CamillaDSP - Cross-platform IIR and FIR engine for crossovers, room correction etc.

I just updated the "develop" branch with a new and improved version.

This introduces a new synchronous resampler that replaces the previous FastSync, BalancedSync and AccurateSync types with a single one called Synchronous. This uses FFT for a major speedup. The resampling quality is equivalent to the old AccurateSync while being faster than the old FastSync.


The Async resamplers have also been optimized and are now around a factor 2 faster than before.


I also added a fix for the problem ChrisPatlach reported.


If you used any of the Sync resamplers before, you need to change the resampler type in the config to "Synchronous" in order to run this version.
 
Time for another update! I am now using the faster FFT routines I developed for the resampler also in the convolver. This gave a nice speedup of up to a factor 2! This made the difference between RustFFT and FFTW much smaller. I ran a test with a dummy pipeline consisting of upsampling 44.1 -> 192 kHz, and 8 65k FIR filters per channel. These are the cpu load numbers from my Ryzen laptop:
"old" RustFFT: 62%
"new" RustFFT: 37%
FFTW: 34%


The new version, 0.2.1 is in the develop branch.
 
Great work, thanks a lot. Rust seems much more reliable and maintainable than C. The latest Rust TLS library audit is extraordinarily positive about that code in Rust, probably not just due to expertise of the library authors rustls/TLS-01-report.pdf at master * ctz/rustls * GitHub

How does your FFT compare to FFTW in non power-of-two FFT lengths? E.g. samplerate-long FFT which centers bins for every integer-Hz frequency. Thanks.
 
I think it's easier to maintain good quality code in Rust than C yes. Especially the borrow checker makes a huge difference. You can't get away with sloppy code that leaks memory or keeps dangling pointers, it just won't allow it. Then the testing framework that is also built in makes unit testing quick and easy. And for some reason that is hard to explain it's a really fun language to work with.
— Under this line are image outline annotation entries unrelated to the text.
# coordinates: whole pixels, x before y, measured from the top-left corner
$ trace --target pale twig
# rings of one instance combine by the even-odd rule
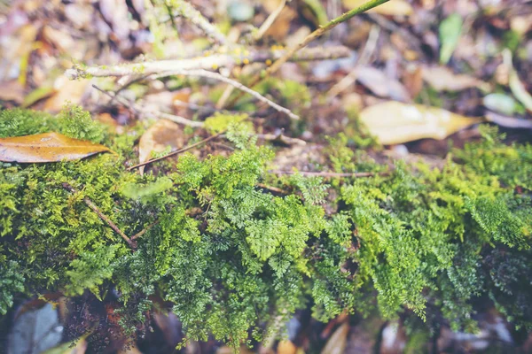
[[[254,41],[256,42],[256,41],[260,40],[261,38],[262,38],[262,35],[264,35],[266,31],[268,31],[268,29],[270,29],[271,25],[273,25],[273,23],[275,22],[277,18],[279,16],[279,14],[281,13],[281,12],[283,11],[283,9],[285,8],[286,5],[286,0],[281,0],[281,3],[278,6],[278,8],[275,9],[273,11],[273,12],[271,12],[270,14],[270,16],[268,16],[268,19],[266,19],[266,20],[264,21],[264,23],[262,23],[262,25],[261,26],[259,30],[254,35],[254,36],[253,36]]]
[[[281,65],[283,64],[286,63],[298,50],[306,47],[310,42],[314,41],[315,39],[317,39],[318,37],[321,37],[323,35],[325,35],[331,29],[334,28],[340,23],[347,21],[348,19],[351,19],[352,17],[358,15],[360,13],[365,12],[366,11],[371,10],[373,7],[379,6],[388,1],[389,0],[370,0],[367,3],[356,7],[353,10],[350,10],[350,11],[345,12],[343,15],[337,17],[336,19],[332,19],[326,25],[320,27],[316,31],[314,31],[310,35],[307,35],[302,42],[301,42],[298,44],[288,49],[288,50],[286,50],[286,52],[283,55],[283,57],[277,59],[276,62],[273,63],[273,65],[271,66],[270,66],[264,73],[261,73],[260,75],[255,76],[254,78],[254,80],[251,81],[252,83],[249,85],[249,87],[253,88],[254,86],[258,84],[260,81],[262,81],[265,78],[275,73],[278,70],[279,70],[279,68],[281,67]],[[231,104],[233,104],[239,98],[240,98],[240,96],[235,97],[231,101]]]
[[[219,44],[227,44],[229,42],[227,37],[191,4],[184,0],[176,0],[173,3],[172,7],[176,10],[176,15],[189,19]]]
[[[135,241],[137,240],[138,237],[142,236],[143,235],[145,235],[146,232],[148,232],[152,227],[153,227],[155,225],[159,224],[159,220],[148,225],[148,227],[146,228],[145,228],[144,230],[135,234],[134,235],[131,236],[131,241]]]
[[[107,95],[112,99],[116,99],[123,106],[133,108],[137,112],[140,112],[140,113],[145,114],[145,115],[151,115],[155,118],[162,118],[164,119],[171,120],[177,124],[183,124],[184,126],[189,126],[189,127],[203,127],[203,122],[187,119],[184,117],[176,116],[175,114],[165,113],[163,112],[153,112],[151,111],[147,111],[144,107],[142,107],[135,103],[123,101],[117,94],[112,94],[111,92],[106,91],[105,89],[100,88],[97,85],[94,85],[94,84],[92,84],[92,87],[94,88],[98,89],[98,91]]]
[[[66,182],[63,183],[63,188],[72,194],[76,193],[76,190],[70,184],[68,184]],[[120,235],[121,236],[121,238],[123,238],[124,241],[126,242],[128,242],[129,247],[131,247],[134,250],[137,248],[137,242],[135,242],[134,241],[129,239],[129,237],[128,237],[126,235],[126,234],[124,234],[120,228],[118,228],[118,227],[113,221],[111,221],[111,219],[109,218],[107,218],[106,215],[104,215],[104,213],[102,212],[100,212],[98,207],[96,206],[96,204],[94,203],[92,203],[92,201],[90,199],[89,199],[89,197],[87,197],[87,196],[83,197],[83,202],[85,202],[87,206],[90,207],[94,212],[96,212],[97,215],[102,220],[104,220],[107,225],[109,225],[109,227],[111,227],[112,229],[113,229],[118,235]]]
[[[235,87],[236,88],[253,96],[257,100],[263,102],[264,104],[270,105],[270,107],[276,109],[277,111],[286,114],[288,117],[292,118],[293,119],[300,119],[297,114],[293,113],[292,111],[290,111],[289,109],[285,108],[285,107],[276,104],[275,102],[264,97],[262,95],[261,95],[257,91],[254,91],[253,89],[241,84],[240,82],[236,81],[232,79],[227,78],[218,73],[213,73],[213,72],[209,72],[207,70],[171,70],[171,71],[165,72],[165,73],[160,73],[157,75],[153,75],[153,77],[154,79],[157,79],[157,78],[160,78],[162,76],[169,76],[169,75],[200,76],[200,77],[205,77],[205,78],[217,80],[219,81],[228,83],[228,84]]]
[[[234,86],[229,85],[227,87],[225,87],[225,89],[222,93],[222,96],[220,96],[220,98],[218,98],[218,102],[216,102],[217,109],[219,109],[219,110],[223,109],[223,106],[225,105],[225,104],[227,103],[227,100],[229,99],[229,97],[231,97],[231,94],[232,94],[232,92],[234,90],[235,90]]]
[[[281,189],[280,188],[277,188],[277,187],[273,187],[273,186],[269,186],[269,185],[263,184],[263,183],[257,183],[257,187],[260,187],[262,189],[267,189],[267,190],[270,190],[271,192],[278,193],[278,194],[283,194],[283,195],[290,194],[290,192],[288,192],[285,189]]]
[[[176,150],[176,151],[172,151],[172,152],[170,152],[169,154],[167,154],[167,155],[165,155],[165,156],[162,156],[162,157],[160,157],[160,158],[153,158],[153,159],[152,159],[152,160],[148,160],[148,161],[146,161],[146,162],[143,162],[143,163],[141,163],[141,164],[137,164],[137,165],[132,165],[131,167],[128,167],[128,171],[131,171],[131,170],[133,170],[133,169],[135,169],[135,168],[137,168],[137,167],[140,167],[140,166],[143,166],[143,165],[148,165],[148,164],[151,164],[151,163],[153,163],[153,162],[160,161],[160,160],[163,160],[163,159],[165,159],[165,158],[170,158],[170,157],[172,157],[172,156],[175,156],[175,155],[181,154],[181,153],[183,153],[183,152],[184,152],[184,151],[188,151],[189,150],[191,150],[191,149],[193,149],[193,148],[195,148],[196,146],[200,146],[200,145],[202,145],[202,144],[204,144],[204,143],[206,143],[206,142],[210,142],[211,140],[213,140],[213,139],[215,139],[215,138],[219,137],[220,135],[223,135],[223,134],[225,134],[225,133],[226,133],[226,131],[220,132],[220,133],[218,133],[218,134],[215,134],[215,135],[211,135],[211,136],[209,136],[209,137],[207,137],[207,138],[206,138],[206,139],[203,139],[203,140],[202,140],[202,141],[200,141],[200,142],[195,142],[195,143],[193,143],[193,144],[192,144],[192,145],[188,145],[188,146],[186,146],[186,147],[184,147],[184,148],[183,148],[183,149],[179,149],[179,150]]]
[[[370,35],[368,35],[368,40],[362,50],[362,54],[356,61],[356,64],[355,64],[355,67],[348,75],[344,76],[339,82],[331,88],[329,92],[327,92],[327,97],[329,99],[338,96],[339,93],[351,86],[356,79],[358,79],[358,71],[362,66],[369,63],[375,48],[377,48],[377,41],[379,40],[379,33],[380,28],[377,25],[373,25],[370,30]]]
[[[271,171],[268,171],[270,173],[272,174],[278,174],[278,175],[283,175],[283,174],[301,174],[302,176],[309,176],[309,177],[372,177],[375,175],[384,175],[385,173],[387,174],[387,173],[375,173],[372,172],[356,172],[356,173],[334,173],[334,172],[294,172],[294,171],[278,171],[278,170],[271,170]]]
[[[282,58],[286,53],[284,49],[251,51],[248,55],[243,50],[234,50],[232,54],[216,54],[207,57],[197,57],[184,59],[168,59],[146,61],[144,63],[122,64],[106,66],[74,65],[65,71],[71,80],[127,75],[150,75],[171,70],[215,70],[220,67],[231,68],[236,65],[251,63],[270,63]],[[291,61],[326,60],[346,58],[350,55],[348,48],[335,46],[309,48],[301,50],[290,58]]]

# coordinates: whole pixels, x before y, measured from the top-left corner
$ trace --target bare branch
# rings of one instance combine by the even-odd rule
[[[65,189],[66,189],[67,191],[69,191],[70,193],[73,193],[73,194],[76,193],[76,190],[70,184],[68,184],[66,182],[63,183],[63,188]],[[131,247],[133,250],[135,250],[137,248],[137,242],[130,240],[129,237],[128,237],[126,235],[126,234],[123,233],[123,231],[121,231],[120,228],[118,228],[118,227],[113,221],[111,221],[111,219],[109,218],[107,218],[106,215],[104,215],[104,213],[102,212],[100,212],[98,207],[96,206],[96,204],[94,203],[92,203],[92,201],[90,199],[89,199],[89,197],[85,196],[83,198],[83,202],[85,202],[87,206],[89,206],[90,209],[92,209],[92,211],[94,212],[96,212],[102,220],[104,220],[107,225],[109,225],[112,229],[113,229],[118,235],[120,235],[121,236],[121,238],[123,238],[124,241],[126,242],[128,242],[129,247]]]
[[[160,73],[172,70],[216,70],[220,67],[231,68],[236,65],[251,63],[269,64],[282,58],[286,53],[283,48],[273,48],[270,50],[256,50],[247,53],[245,50],[237,48],[231,54],[215,54],[207,57],[197,57],[184,59],[168,59],[146,61],[144,63],[122,64],[109,66],[82,66],[74,65],[65,72],[71,80],[90,77],[106,76],[144,76]],[[290,58],[291,61],[325,60],[346,58],[350,55],[348,48],[335,46],[311,48],[301,50]]]

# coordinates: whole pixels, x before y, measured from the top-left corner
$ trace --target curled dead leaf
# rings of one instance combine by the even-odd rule
[[[361,121],[384,145],[423,138],[444,139],[461,129],[484,121],[465,117],[442,108],[388,101],[364,109]]]
[[[159,119],[140,137],[138,160],[140,163],[146,162],[152,157],[152,152],[162,152],[168,146],[176,150],[184,144],[184,136],[181,127],[167,119]],[[142,174],[144,166],[139,171]]]
[[[111,150],[104,145],[54,132],[0,138],[0,161],[4,162],[72,161],[104,151]]]

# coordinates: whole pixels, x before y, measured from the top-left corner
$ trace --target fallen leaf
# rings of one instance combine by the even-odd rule
[[[73,342],[75,346],[73,348]],[[48,350],[42,354],[84,354],[87,350],[87,340],[85,336],[82,336],[74,341],[68,341],[55,348]]]
[[[398,81],[374,67],[364,66],[358,71],[358,81],[380,97],[409,102],[410,95]]]
[[[458,13],[453,13],[440,24],[440,63],[447,64],[457,48],[460,35],[462,34],[462,18]]]
[[[349,333],[349,324],[344,323],[338,327],[327,341],[321,354],[342,354],[345,351],[348,343],[348,334]]]
[[[360,119],[380,143],[391,145],[423,138],[444,139],[482,118],[469,118],[442,108],[406,104],[395,101],[364,109]]]
[[[71,161],[104,151],[110,150],[104,145],[53,132],[0,138],[0,161],[4,162]]]
[[[470,88],[489,89],[489,84],[473,76],[456,74],[445,66],[432,66],[423,68],[423,80],[436,91],[460,91]]]
[[[367,0],[343,0],[348,9],[355,9],[367,3]],[[413,12],[412,6],[405,0],[391,0],[368,11],[386,16],[408,16]]]
[[[184,144],[184,137],[181,127],[167,119],[159,119],[140,137],[138,160],[140,163],[146,162],[152,157],[152,152],[162,152],[168,146],[175,150]],[[144,166],[141,166],[139,171],[142,174]]]
[[[46,101],[43,110],[58,112],[66,101],[73,104],[80,104],[89,83],[88,80],[72,81],[66,76],[59,76],[53,84],[56,93]]]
It seems that more and more of the big players start using it. Microsoft for example really seems to like it: Microsoft: Rust Is the Industry’s ‘Best Chance’ at Safe Systems Programming – The New Stack


The numbers I gave above are for a chunksize of 4096. FFTW is much less sensitive to the length, so it wins easily when the chunksize is a weird number. Here are a few more numbers (RealFFT is the"new" RustFFT):
Chunksize 4567, same pipeline but with 44.1kHz:
FFTW: 15%
RealFFT: 35%


Chunksize 44100, same pipeline, back at 192kHz:
FFTW: 22%
RealFFT 34%:


For those who try the new version, could you please give some feedback? Of course most importantly if there some problem, but a simple confirmation that it works is also useful.
 
Last edited:
Quick test on my raspberry pi 4 with the same pipeline. Well not so quick, compiling on the Pi takes forever, especially with FFTW...


I had to go down to 96kHz since 192k was a bit much.

I'm running with resampling 44.1 -> 96kHz, chunksize 4096, 8 FIR filters per channel of 65k taps each.

RealFFT: 62%
FFTW: 58%


Pushing it a bit more:
Resampling 44.1 -> 192kHz, chunksize 4096, 6 FIR filters per channel of 65k taps each.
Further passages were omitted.